Morphological and elemental integrity of freeze‐fractured, freeze‐dried cultured cells during ion microscopic analysis

Abstract

SUMMARY: The effects of progressive ion beam bombardment on freeze‐fractured, freeze‐dried cultured cells during ion microscopic (SIMS) analysis were studied with scanning electron microscopy (SEM) and ion microscopy. The freeze‐fracture, freeze‐dry sample preparation method was generally found to preserve cell morphology to a level far exceeding the spatial resolution of the ion microscope, with splitting at the nuclear envelope being the most commonly observed artefact.
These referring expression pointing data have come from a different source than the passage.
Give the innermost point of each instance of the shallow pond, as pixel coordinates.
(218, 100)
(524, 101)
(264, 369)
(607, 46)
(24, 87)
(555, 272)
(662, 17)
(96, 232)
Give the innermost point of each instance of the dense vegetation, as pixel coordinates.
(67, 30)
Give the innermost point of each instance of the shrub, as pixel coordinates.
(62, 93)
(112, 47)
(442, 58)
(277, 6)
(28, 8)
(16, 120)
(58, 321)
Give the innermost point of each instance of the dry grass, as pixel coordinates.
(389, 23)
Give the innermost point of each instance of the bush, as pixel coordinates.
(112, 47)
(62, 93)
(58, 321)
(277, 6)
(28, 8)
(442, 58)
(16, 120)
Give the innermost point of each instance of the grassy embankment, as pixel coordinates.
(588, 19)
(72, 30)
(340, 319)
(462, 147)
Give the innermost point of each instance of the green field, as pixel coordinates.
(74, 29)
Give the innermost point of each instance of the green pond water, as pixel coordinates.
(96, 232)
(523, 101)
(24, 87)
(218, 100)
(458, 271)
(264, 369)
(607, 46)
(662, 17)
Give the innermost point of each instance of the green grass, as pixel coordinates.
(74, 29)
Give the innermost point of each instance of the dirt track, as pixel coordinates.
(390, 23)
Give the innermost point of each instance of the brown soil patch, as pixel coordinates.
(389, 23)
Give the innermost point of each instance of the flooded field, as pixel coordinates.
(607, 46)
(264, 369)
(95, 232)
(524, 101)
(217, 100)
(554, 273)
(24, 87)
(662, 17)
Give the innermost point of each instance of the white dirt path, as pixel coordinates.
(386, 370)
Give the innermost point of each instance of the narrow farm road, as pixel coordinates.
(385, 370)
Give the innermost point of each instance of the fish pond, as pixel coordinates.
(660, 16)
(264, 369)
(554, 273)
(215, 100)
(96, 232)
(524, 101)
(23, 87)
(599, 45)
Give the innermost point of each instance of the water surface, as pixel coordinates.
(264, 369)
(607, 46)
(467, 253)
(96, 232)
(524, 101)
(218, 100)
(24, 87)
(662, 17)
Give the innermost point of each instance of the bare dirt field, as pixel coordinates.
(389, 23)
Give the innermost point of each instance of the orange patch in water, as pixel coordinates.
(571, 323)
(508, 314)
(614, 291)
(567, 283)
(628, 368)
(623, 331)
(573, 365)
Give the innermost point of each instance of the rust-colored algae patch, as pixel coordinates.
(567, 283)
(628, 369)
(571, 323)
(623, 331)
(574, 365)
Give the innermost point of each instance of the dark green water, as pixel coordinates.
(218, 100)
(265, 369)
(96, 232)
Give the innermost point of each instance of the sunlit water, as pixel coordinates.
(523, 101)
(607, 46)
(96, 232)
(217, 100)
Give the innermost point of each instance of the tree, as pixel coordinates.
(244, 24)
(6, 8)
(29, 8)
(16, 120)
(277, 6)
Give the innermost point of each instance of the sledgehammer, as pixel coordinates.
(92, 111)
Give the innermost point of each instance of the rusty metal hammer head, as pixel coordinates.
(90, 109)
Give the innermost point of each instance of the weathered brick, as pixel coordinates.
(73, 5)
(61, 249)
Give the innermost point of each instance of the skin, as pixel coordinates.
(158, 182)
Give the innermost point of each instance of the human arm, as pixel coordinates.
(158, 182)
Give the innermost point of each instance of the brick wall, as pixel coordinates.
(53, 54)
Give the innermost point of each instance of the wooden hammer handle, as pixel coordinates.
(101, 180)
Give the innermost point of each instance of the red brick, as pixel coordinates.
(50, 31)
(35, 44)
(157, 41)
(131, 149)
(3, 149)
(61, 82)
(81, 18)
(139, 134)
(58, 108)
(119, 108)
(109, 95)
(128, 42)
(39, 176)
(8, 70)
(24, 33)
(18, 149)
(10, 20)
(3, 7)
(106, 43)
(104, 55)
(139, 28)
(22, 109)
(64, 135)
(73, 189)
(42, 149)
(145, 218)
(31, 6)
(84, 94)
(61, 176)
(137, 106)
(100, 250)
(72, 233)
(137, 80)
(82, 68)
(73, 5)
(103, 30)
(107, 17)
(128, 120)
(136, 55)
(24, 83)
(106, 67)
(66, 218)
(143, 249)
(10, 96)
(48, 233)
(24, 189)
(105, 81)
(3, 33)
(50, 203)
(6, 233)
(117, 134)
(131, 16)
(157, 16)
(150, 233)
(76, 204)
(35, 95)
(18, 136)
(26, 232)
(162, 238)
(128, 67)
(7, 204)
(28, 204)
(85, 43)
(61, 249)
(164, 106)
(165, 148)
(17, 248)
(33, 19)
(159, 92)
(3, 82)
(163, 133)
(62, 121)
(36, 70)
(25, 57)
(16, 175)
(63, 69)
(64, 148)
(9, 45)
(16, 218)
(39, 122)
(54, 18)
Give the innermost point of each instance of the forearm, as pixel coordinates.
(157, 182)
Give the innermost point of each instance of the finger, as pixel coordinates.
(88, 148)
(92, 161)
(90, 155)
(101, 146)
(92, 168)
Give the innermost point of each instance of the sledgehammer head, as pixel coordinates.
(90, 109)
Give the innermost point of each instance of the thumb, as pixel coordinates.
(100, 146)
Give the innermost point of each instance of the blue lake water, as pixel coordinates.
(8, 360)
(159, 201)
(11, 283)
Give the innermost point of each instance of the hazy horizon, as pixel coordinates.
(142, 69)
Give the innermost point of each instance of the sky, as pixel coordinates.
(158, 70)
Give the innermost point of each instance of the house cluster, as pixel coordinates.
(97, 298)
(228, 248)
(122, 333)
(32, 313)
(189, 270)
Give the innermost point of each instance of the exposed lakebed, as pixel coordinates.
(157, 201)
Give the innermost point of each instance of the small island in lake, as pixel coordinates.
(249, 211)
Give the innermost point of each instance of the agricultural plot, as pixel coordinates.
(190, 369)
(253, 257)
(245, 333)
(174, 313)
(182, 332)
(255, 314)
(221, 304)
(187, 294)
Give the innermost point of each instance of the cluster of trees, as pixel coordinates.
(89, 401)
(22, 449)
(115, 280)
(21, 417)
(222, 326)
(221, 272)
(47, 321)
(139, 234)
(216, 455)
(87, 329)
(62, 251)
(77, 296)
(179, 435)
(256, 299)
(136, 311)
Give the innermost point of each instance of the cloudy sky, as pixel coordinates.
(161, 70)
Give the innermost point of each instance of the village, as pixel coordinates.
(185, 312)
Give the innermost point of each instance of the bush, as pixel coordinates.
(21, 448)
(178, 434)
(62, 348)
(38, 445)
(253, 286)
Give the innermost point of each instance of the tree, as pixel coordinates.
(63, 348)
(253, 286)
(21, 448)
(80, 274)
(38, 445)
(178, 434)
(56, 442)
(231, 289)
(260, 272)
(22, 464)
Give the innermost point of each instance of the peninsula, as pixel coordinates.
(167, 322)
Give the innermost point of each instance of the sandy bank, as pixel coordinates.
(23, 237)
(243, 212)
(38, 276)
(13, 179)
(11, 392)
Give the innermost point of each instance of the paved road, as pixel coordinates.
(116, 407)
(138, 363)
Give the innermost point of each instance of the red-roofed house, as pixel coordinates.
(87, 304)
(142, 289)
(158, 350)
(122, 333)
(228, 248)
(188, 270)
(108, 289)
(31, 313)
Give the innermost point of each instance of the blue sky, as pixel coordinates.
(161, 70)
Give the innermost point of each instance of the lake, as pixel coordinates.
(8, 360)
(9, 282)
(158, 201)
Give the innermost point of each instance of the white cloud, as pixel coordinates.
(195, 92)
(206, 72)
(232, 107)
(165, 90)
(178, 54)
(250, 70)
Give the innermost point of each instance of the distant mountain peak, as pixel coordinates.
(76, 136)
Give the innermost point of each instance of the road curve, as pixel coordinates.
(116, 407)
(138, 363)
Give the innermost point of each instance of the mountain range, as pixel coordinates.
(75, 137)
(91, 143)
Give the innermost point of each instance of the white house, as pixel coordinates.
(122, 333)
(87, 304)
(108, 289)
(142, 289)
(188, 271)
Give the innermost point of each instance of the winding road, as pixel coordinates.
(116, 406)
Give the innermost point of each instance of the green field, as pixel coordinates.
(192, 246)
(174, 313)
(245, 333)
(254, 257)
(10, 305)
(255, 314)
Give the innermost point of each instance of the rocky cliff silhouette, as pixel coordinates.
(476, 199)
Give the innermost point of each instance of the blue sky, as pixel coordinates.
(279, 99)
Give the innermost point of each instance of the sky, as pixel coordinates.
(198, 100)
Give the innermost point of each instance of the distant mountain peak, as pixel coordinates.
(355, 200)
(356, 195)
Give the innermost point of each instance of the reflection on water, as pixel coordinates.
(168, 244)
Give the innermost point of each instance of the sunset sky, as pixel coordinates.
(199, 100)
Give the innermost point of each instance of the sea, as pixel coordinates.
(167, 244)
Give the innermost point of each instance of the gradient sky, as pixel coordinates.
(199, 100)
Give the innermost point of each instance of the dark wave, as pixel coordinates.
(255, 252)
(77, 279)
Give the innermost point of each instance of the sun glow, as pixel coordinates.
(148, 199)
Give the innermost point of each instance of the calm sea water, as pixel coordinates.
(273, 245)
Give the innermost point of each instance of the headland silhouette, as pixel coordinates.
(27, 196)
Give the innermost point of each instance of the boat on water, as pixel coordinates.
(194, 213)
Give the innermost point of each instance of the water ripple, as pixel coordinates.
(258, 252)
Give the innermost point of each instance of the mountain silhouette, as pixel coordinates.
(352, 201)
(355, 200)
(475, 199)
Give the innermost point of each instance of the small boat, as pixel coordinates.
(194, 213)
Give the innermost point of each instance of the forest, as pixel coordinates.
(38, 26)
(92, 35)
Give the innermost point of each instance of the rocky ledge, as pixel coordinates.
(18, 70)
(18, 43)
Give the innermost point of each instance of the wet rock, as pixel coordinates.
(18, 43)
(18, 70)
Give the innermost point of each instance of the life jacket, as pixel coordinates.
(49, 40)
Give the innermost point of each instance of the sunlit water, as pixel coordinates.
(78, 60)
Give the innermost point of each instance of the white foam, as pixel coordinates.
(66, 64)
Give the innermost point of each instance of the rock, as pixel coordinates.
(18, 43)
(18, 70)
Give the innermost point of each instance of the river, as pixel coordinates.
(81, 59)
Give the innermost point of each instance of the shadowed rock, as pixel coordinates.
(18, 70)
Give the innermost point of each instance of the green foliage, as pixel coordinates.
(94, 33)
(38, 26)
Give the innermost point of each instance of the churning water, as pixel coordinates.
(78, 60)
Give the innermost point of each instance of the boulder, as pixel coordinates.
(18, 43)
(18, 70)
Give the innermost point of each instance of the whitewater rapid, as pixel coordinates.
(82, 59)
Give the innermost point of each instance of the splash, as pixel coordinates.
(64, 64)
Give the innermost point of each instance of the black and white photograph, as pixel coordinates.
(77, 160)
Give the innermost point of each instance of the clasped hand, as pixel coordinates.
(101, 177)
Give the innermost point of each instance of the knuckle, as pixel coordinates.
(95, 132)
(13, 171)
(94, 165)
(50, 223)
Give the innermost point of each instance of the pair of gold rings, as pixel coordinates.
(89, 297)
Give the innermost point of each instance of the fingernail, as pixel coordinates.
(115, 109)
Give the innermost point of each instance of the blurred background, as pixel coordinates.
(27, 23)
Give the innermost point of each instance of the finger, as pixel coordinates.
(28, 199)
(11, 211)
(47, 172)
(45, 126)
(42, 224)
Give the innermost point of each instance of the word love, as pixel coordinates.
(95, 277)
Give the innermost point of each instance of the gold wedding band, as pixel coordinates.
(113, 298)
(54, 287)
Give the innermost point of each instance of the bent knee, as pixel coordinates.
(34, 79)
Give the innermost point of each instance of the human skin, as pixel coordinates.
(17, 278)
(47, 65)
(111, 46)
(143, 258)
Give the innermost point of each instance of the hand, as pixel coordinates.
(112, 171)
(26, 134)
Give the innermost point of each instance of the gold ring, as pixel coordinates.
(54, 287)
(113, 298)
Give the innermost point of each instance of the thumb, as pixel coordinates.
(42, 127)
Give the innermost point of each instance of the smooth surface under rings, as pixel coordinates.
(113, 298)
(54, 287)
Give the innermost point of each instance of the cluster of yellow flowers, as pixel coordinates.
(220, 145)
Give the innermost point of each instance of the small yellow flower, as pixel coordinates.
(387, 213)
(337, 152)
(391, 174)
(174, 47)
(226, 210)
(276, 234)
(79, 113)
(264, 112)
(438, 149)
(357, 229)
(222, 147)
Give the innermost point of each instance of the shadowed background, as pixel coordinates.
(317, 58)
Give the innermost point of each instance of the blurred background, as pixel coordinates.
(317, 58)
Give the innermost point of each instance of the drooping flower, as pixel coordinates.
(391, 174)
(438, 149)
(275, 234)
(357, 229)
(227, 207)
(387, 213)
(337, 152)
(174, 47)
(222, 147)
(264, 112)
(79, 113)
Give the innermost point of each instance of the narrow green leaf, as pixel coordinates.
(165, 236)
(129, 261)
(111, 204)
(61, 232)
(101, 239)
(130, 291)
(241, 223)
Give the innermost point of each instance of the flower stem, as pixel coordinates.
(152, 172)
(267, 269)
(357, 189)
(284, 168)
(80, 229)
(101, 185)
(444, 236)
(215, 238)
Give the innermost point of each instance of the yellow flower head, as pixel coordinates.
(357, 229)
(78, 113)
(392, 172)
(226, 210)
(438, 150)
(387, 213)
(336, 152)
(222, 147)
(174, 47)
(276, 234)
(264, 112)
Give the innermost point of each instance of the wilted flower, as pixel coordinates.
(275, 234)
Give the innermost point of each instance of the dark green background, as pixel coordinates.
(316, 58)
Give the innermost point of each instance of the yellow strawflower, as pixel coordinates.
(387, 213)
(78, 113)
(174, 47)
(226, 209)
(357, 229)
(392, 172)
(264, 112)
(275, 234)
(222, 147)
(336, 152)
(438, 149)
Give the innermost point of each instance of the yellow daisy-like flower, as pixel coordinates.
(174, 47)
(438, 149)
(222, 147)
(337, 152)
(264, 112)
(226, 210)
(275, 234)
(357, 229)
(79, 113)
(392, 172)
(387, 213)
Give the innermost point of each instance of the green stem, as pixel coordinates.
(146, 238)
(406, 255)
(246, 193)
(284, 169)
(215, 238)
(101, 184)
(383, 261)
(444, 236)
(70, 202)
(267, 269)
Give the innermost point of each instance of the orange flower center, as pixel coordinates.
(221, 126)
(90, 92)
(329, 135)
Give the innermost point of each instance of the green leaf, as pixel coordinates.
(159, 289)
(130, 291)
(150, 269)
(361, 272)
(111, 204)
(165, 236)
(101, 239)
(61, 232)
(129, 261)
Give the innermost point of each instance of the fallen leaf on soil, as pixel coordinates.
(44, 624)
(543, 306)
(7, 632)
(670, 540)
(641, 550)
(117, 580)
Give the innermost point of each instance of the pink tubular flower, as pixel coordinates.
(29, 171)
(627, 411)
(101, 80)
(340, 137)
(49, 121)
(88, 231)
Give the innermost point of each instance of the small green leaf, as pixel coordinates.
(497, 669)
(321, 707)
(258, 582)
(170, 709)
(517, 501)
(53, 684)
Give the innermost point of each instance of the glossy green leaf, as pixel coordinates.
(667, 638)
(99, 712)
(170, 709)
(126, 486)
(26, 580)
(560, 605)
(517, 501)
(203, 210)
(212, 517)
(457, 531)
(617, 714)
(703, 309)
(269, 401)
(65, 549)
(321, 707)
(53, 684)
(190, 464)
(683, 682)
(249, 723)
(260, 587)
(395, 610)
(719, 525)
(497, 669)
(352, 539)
SEM monitoring of surface topography of an NRK‐49F fibroblast after various ion bombardment doses showed relatively uniform erosion of cellular material, with some apparent selective retention of small cytoplasmic granules. Prolonged bombardment produced no detectable lateral elemental translocation. ⁴¹K+/²⁴Mg+ signal ratios from Swiss 3T3 fibroblasts and RBL rat basophilic leukaemia cells were shown to vary generally by less than 10% during the course of extended ion bombardment. GM0415 human skin fibroblasts containing engorged lysosomes characteristic of Hurler's Syndrome were used to evaluate the effects of ion bombardment during a typical analysis session, where ion images of ³⁹K+, ²³Na+, ⁴⁰Ca+ and ²⁴Mg+ are sequentially recorded. This cell line was chosen as a worst‐case system, because these cells are often thinly spread and possess extreme surface topography. Thin cell edges were shown sometimes to sputter away during analysis, giving misleadingly low ion signals from these regions in some ²⁴Mg+ micrographs. Various nonuniform sputtering phenomena occurring in the submicrometre spatial domain had little or no measurable impact on local intensities in ion micrographs, indicating that freeze‐dried, freeze‐fractured cells are sampled in a sufficiently uniform fashion that quantitative ion microscopic evaluations of intracellular elemental levels in the general cytoplasmic or nuclear regions are feasible.